Apple continues to build its position of dominance when it comes to app sales. Having just hit 15 billion app downloads, Apple is also revamping their approach to selling iAds in an attempt to win over more app developers.
The 15 Billion Benchmark
Between all iOS devices (i.e., iPods, iPhones, and iPads), Apple App Store has seen 15 billion total application downloads. That’s coming from 200 million iOS devices that have been activated in over 90 countries, and which have access to “425,000 apps and […] an incredible array of over 100,000 native iPad apps,” according to the Apple Press Release. And what does all this mean for developers? Well … cash. “Apple has paid developers over $2.5 billion to date.”

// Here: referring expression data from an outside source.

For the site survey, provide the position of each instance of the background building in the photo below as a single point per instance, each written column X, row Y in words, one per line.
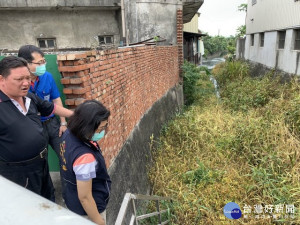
column 273, row 34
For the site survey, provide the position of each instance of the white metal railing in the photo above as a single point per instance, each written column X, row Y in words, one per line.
column 134, row 218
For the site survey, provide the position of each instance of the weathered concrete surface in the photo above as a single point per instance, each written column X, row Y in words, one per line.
column 71, row 28
column 259, row 70
column 129, row 170
column 17, row 4
column 190, row 8
column 145, row 19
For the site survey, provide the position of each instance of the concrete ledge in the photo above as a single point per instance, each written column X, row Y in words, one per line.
column 34, row 4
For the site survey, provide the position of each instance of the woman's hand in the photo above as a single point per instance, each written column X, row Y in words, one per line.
column 84, row 189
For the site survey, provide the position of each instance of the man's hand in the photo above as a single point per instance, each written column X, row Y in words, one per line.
column 62, row 129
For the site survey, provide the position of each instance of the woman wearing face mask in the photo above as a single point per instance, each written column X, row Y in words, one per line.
column 82, row 164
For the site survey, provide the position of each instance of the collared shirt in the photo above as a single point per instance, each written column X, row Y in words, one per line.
column 21, row 136
column 45, row 88
column 27, row 104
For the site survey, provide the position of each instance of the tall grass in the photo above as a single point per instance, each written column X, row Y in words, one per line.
column 243, row 149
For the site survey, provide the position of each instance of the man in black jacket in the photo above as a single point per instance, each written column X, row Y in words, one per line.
column 23, row 146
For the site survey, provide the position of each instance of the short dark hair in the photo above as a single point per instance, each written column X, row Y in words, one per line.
column 26, row 50
column 87, row 118
column 11, row 62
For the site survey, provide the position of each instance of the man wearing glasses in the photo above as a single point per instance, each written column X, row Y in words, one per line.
column 43, row 85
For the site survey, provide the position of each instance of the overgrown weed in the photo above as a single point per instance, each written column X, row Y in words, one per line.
column 244, row 150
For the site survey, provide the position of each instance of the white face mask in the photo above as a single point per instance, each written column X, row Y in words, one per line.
column 40, row 70
column 98, row 136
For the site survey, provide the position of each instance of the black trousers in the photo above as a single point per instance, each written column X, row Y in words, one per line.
column 33, row 176
column 51, row 131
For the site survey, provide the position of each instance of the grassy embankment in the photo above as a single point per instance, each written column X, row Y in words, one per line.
column 242, row 148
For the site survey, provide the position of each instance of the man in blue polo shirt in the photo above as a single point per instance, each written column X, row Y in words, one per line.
column 43, row 85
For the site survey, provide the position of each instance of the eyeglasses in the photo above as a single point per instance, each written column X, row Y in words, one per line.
column 41, row 62
column 102, row 127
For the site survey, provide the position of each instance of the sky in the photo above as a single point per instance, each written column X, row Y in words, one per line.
column 221, row 17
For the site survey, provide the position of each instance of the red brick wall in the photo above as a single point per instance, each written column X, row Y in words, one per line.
column 127, row 81
column 180, row 38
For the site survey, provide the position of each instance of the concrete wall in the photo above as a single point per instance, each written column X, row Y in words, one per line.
column 286, row 59
column 146, row 19
column 192, row 26
column 268, row 15
column 71, row 28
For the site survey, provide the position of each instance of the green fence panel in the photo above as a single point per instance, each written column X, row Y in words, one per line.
column 53, row 69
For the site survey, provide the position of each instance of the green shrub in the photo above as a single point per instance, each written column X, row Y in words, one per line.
column 196, row 83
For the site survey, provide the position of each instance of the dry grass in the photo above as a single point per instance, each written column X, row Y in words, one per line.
column 213, row 154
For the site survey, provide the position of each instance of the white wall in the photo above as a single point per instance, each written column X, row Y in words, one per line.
column 71, row 28
column 267, row 55
column 268, row 15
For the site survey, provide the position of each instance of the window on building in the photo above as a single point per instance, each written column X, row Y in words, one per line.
column 297, row 39
column 252, row 39
column 281, row 39
column 262, row 39
column 106, row 40
column 47, row 42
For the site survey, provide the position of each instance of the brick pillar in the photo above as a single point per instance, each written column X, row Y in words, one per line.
column 180, row 39
column 76, row 70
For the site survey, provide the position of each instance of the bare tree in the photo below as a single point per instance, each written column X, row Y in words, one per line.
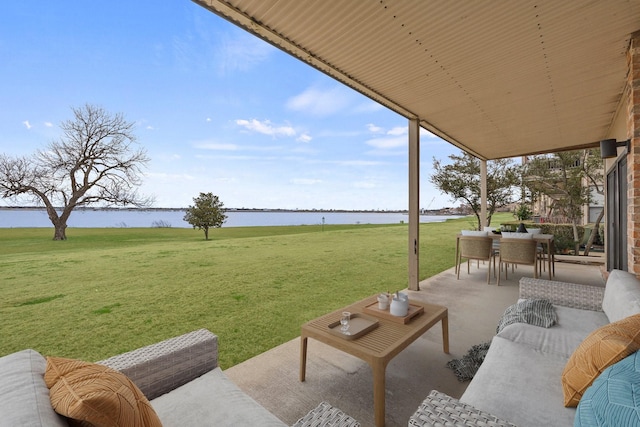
column 95, row 161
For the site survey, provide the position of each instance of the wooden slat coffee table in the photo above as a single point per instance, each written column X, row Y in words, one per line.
column 377, row 347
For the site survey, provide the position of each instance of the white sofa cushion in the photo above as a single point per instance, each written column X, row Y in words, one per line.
column 473, row 233
column 621, row 295
column 213, row 400
column 572, row 327
column 515, row 235
column 24, row 396
column 520, row 384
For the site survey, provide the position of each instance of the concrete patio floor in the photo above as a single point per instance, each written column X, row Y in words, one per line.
column 346, row 382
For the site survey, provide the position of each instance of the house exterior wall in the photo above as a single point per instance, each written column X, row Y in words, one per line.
column 633, row 160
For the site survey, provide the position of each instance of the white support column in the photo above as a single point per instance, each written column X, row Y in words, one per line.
column 483, row 194
column 414, row 204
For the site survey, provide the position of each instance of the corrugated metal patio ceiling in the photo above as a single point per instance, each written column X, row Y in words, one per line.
column 497, row 78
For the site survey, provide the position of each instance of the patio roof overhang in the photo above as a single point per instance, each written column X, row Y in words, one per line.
column 496, row 78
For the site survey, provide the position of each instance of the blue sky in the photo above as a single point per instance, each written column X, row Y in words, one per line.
column 217, row 109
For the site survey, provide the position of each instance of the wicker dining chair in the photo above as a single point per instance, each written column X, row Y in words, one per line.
column 517, row 251
column 478, row 248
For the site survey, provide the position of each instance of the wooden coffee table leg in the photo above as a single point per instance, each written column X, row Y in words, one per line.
column 445, row 333
column 378, row 368
column 303, row 357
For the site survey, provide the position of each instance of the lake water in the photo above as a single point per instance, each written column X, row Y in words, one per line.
column 14, row 218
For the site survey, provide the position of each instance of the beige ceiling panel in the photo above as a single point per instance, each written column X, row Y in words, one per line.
column 500, row 78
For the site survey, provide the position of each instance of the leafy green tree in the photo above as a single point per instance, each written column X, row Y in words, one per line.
column 207, row 213
column 564, row 177
column 95, row 161
column 460, row 179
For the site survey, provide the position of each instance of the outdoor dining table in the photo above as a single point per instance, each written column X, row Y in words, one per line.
column 545, row 239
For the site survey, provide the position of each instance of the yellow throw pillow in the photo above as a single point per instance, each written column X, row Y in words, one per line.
column 97, row 394
column 601, row 349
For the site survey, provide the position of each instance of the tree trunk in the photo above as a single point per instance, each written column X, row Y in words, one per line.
column 576, row 238
column 60, row 232
column 594, row 232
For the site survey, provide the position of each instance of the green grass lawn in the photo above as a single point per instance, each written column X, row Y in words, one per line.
column 106, row 291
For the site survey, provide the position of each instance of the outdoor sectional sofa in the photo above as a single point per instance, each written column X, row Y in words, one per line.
column 529, row 371
column 180, row 377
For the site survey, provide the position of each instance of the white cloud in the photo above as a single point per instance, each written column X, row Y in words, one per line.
column 266, row 127
column 320, row 102
column 387, row 143
column 374, row 129
column 304, row 138
column 357, row 163
column 217, row 146
column 241, row 52
column 398, row 130
column 364, row 184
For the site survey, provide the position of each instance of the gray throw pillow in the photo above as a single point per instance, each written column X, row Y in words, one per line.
column 24, row 397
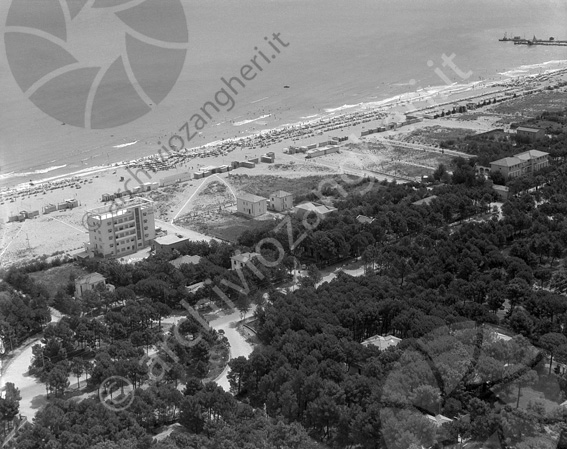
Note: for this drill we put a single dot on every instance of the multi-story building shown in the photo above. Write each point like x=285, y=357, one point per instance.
x=88, y=283
x=531, y=134
x=120, y=229
x=251, y=205
x=281, y=200
x=521, y=164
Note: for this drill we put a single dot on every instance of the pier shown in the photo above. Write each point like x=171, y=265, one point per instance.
x=518, y=41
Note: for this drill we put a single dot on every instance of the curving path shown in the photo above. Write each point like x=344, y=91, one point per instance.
x=32, y=390
x=238, y=345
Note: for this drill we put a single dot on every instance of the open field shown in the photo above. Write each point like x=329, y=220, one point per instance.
x=264, y=185
x=532, y=105
x=58, y=277
x=212, y=212
x=434, y=135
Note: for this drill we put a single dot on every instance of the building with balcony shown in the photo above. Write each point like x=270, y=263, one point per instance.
x=251, y=205
x=120, y=229
x=90, y=282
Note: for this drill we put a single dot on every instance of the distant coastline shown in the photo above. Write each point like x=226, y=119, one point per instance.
x=514, y=77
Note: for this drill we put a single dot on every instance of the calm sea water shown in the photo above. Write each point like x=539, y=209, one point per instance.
x=341, y=52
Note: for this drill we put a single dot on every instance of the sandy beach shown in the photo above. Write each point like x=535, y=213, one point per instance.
x=62, y=232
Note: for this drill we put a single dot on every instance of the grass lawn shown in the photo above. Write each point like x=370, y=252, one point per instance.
x=57, y=277
x=265, y=185
x=218, y=358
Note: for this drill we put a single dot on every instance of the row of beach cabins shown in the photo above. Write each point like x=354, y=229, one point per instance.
x=26, y=215
x=203, y=172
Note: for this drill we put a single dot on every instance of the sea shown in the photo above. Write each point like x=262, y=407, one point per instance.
x=339, y=55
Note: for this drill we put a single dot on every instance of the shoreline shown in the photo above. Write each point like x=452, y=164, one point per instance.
x=342, y=114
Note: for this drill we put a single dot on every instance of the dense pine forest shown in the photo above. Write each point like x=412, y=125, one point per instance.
x=474, y=290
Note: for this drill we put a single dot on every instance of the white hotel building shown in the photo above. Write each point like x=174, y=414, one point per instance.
x=120, y=229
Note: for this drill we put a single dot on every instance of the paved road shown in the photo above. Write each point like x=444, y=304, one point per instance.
x=238, y=345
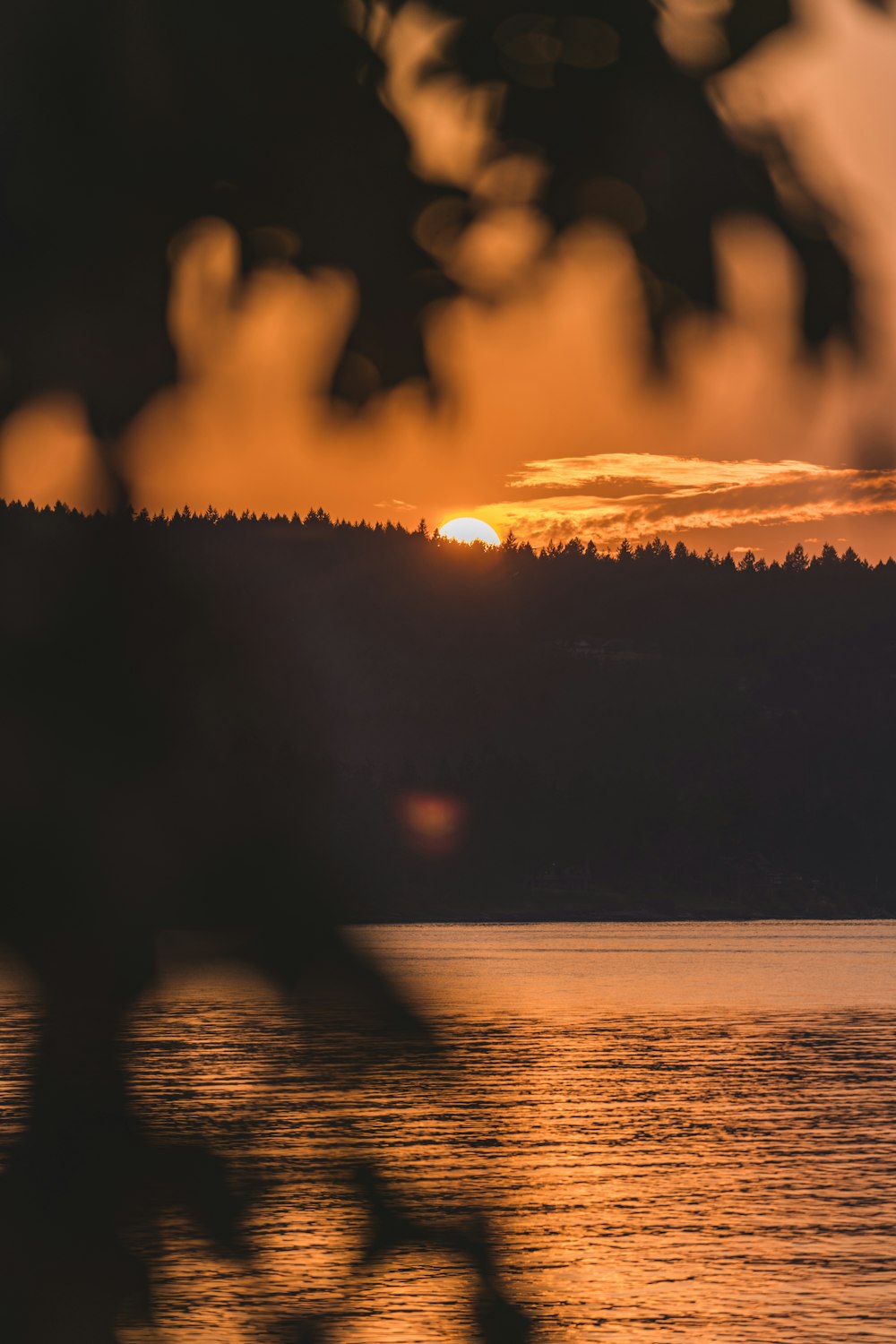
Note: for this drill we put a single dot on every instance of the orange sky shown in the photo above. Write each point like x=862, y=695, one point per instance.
x=552, y=419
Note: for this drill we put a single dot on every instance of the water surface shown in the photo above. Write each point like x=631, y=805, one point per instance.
x=680, y=1132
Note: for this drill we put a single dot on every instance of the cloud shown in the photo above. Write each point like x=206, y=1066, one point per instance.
x=638, y=495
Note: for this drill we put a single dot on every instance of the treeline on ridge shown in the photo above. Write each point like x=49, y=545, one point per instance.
x=557, y=734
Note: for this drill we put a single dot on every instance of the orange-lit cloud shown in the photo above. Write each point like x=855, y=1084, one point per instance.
x=641, y=494
x=554, y=419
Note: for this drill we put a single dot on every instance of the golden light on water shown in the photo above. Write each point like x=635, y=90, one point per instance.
x=469, y=530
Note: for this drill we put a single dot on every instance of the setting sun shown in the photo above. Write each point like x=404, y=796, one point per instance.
x=470, y=530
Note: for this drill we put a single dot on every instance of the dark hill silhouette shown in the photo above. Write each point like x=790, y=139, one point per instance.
x=530, y=734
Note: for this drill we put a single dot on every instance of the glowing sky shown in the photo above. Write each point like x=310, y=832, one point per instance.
x=552, y=419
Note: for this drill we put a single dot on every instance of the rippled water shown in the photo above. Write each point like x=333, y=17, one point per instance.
x=680, y=1132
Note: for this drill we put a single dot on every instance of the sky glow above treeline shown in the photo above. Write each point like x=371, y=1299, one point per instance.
x=551, y=417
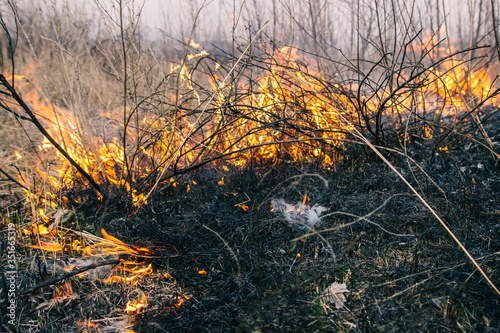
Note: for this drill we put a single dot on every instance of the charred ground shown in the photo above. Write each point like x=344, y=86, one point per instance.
x=417, y=280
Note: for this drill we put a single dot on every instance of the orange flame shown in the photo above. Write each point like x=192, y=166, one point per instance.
x=133, y=306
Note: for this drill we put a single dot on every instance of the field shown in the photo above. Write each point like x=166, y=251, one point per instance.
x=302, y=166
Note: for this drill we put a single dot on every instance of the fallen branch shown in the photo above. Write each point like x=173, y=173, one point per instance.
x=68, y=275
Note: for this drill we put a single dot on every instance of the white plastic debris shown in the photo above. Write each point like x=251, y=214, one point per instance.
x=334, y=294
x=299, y=215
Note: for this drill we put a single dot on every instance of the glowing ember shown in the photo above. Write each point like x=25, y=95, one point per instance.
x=292, y=105
x=133, y=306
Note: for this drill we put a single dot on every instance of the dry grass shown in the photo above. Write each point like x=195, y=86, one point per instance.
x=189, y=148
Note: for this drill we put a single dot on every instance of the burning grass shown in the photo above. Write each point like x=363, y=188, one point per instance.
x=195, y=152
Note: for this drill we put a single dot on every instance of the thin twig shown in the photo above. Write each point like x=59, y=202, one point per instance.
x=68, y=275
x=46, y=134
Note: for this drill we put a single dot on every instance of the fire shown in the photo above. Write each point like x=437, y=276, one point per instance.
x=129, y=271
x=133, y=306
x=292, y=114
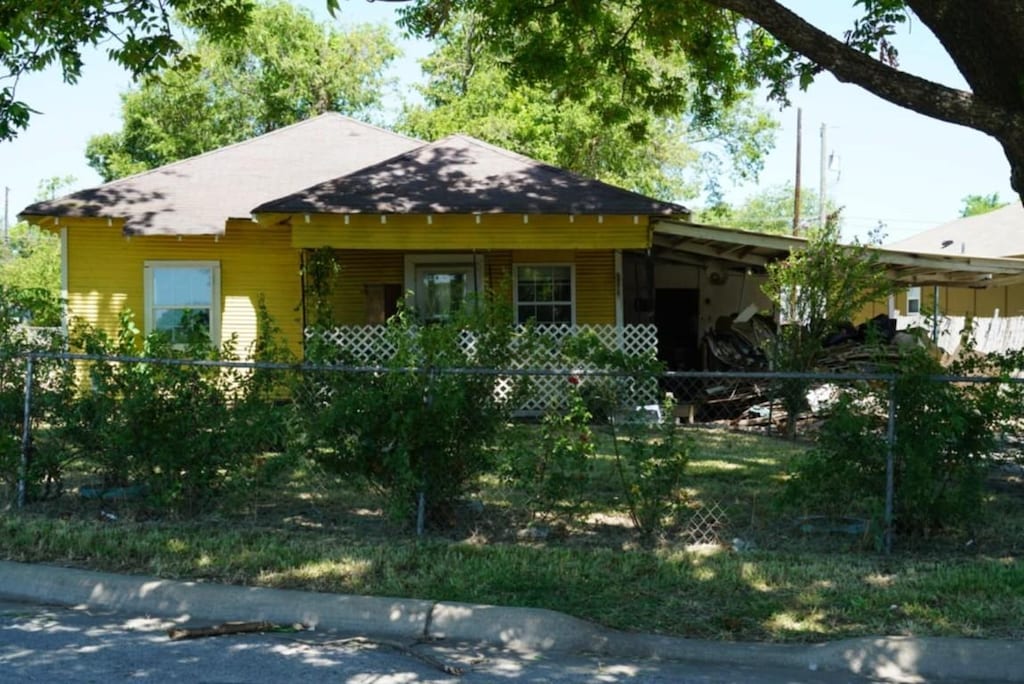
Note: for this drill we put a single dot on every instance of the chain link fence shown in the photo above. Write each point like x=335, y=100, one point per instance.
x=859, y=457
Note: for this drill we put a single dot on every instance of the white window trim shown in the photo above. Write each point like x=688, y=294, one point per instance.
x=913, y=294
x=415, y=260
x=214, y=266
x=515, y=286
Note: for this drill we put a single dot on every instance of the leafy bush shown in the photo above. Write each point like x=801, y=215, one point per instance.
x=425, y=423
x=169, y=427
x=944, y=432
x=51, y=383
x=553, y=472
x=651, y=468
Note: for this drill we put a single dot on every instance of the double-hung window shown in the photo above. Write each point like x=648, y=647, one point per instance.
x=181, y=296
x=441, y=285
x=913, y=301
x=544, y=293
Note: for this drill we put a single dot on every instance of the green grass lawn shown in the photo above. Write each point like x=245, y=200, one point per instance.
x=317, y=533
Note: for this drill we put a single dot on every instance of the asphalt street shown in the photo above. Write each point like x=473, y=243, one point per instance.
x=60, y=644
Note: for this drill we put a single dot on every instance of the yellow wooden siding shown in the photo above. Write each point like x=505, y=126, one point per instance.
x=105, y=275
x=359, y=268
x=987, y=300
x=1015, y=299
x=456, y=232
x=955, y=301
x=595, y=288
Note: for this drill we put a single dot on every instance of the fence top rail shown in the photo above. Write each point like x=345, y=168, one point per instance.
x=564, y=372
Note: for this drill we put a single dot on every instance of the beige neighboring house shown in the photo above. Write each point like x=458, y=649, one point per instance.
x=997, y=233
x=994, y=304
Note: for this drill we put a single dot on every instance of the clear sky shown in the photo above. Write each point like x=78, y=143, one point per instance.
x=895, y=167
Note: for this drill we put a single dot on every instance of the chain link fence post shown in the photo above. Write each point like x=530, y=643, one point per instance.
x=421, y=499
x=23, y=474
x=890, y=466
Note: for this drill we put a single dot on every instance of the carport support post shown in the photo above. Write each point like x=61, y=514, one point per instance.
x=890, y=466
x=23, y=475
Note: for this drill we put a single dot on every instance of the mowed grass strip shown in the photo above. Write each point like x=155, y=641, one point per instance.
x=710, y=593
x=773, y=592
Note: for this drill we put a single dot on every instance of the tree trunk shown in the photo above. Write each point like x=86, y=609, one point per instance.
x=985, y=39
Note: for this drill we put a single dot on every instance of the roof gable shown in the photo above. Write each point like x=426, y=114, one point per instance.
x=197, y=196
x=463, y=175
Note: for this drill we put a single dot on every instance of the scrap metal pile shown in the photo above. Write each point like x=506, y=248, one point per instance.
x=737, y=344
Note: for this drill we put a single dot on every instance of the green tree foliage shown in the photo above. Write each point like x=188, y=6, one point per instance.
x=818, y=290
x=980, y=204
x=139, y=35
x=284, y=67
x=730, y=45
x=30, y=261
x=600, y=131
x=769, y=210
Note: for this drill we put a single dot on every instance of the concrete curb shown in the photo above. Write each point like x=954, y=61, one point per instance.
x=517, y=629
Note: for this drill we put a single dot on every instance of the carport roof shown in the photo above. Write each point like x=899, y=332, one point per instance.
x=692, y=243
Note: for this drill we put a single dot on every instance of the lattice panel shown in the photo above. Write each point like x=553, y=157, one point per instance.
x=707, y=524
x=371, y=345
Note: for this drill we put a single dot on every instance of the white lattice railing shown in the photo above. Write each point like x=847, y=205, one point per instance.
x=370, y=345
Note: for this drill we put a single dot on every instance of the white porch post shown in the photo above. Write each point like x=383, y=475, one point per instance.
x=620, y=313
x=65, y=310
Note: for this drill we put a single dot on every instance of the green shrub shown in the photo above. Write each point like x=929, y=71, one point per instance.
x=944, y=432
x=168, y=427
x=553, y=472
x=425, y=423
x=51, y=383
x=651, y=460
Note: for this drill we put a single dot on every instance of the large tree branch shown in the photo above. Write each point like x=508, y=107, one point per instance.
x=851, y=66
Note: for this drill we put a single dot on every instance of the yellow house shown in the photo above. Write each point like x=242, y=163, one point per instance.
x=216, y=233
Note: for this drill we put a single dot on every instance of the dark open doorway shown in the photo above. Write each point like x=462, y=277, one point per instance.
x=677, y=316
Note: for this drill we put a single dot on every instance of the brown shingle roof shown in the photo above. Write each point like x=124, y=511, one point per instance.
x=460, y=174
x=197, y=196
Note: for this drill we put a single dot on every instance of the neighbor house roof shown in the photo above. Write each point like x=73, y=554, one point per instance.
x=997, y=233
x=463, y=175
x=683, y=242
x=197, y=196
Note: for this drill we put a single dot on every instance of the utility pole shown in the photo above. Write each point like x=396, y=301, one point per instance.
x=6, y=226
x=796, y=191
x=823, y=195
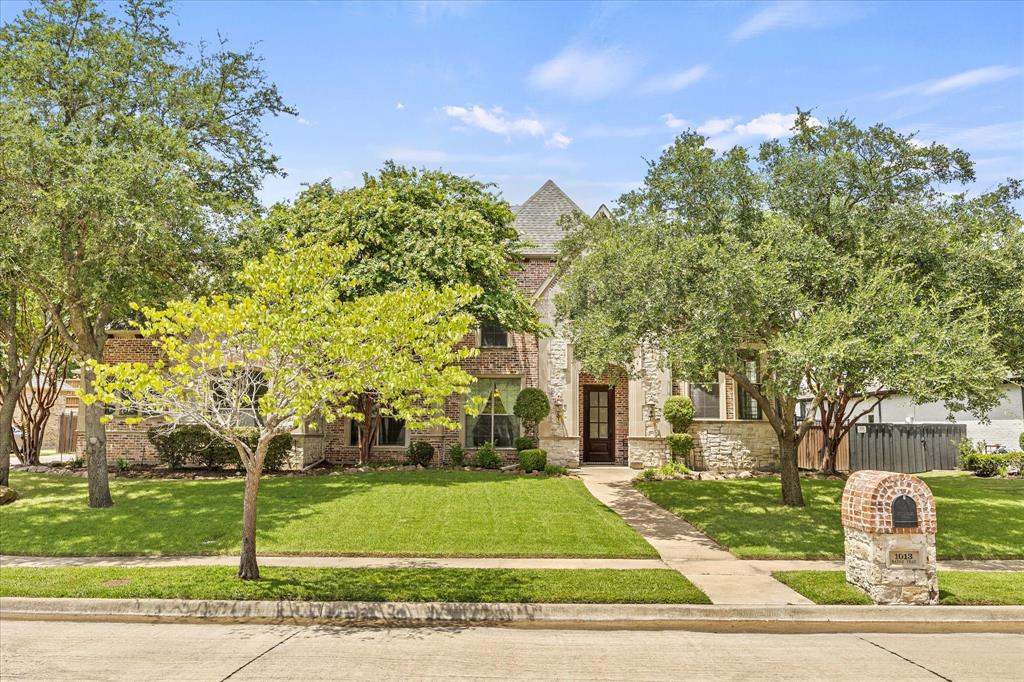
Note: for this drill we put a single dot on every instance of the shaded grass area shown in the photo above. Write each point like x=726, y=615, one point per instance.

The 15 billion figure puts Apple at three times the Google figure for downloads, which was at 4.5 billion during Google I/O. A huge chunk of iOS’s lead, however, stems from the popularity of the iPad – which, in the U.S., holds more than 90 percent of the tablet market.
As a footnote, the news of this success comes at the same time that Apple failed to garner the term “app store” as its own, exclusive title. This ruling comes in response to the injunction attempt against Amazon’s app store. While not seen as a generic title just yet, U.S. Judge Phyllis Hamilton indicated that “Apple has not established ‘a likelihood of confusion'” for the term, according to Reuters.
The New Sales Approach to iAds
iAds, Apple’s in-app advertising system, has previously been seen as little more than a niche option for Apple app developers. Sine iAds are costly and are exclusive to iOS devices, many developers have chosen Google’s AdMob or one of several third-party advertising mechanisms to monetize their app.
According to Bloomberg, “iAd mobile-advertising business has cut rates by as much as 70 percent.” Additionally, Apple is selling advertising packages to ad re-sellers in dramatically smaller chunks. While the previous minimum purchase was one million dollars, Apple is now cutting ad agencies deals for batches of as little as $300,000.
Beyond allowing Apple to better monetize its apps and keep iOS advertisements out of Google’s hands, this move from Apple creates additional incentives to have developers focus on iOS app creation and optimization.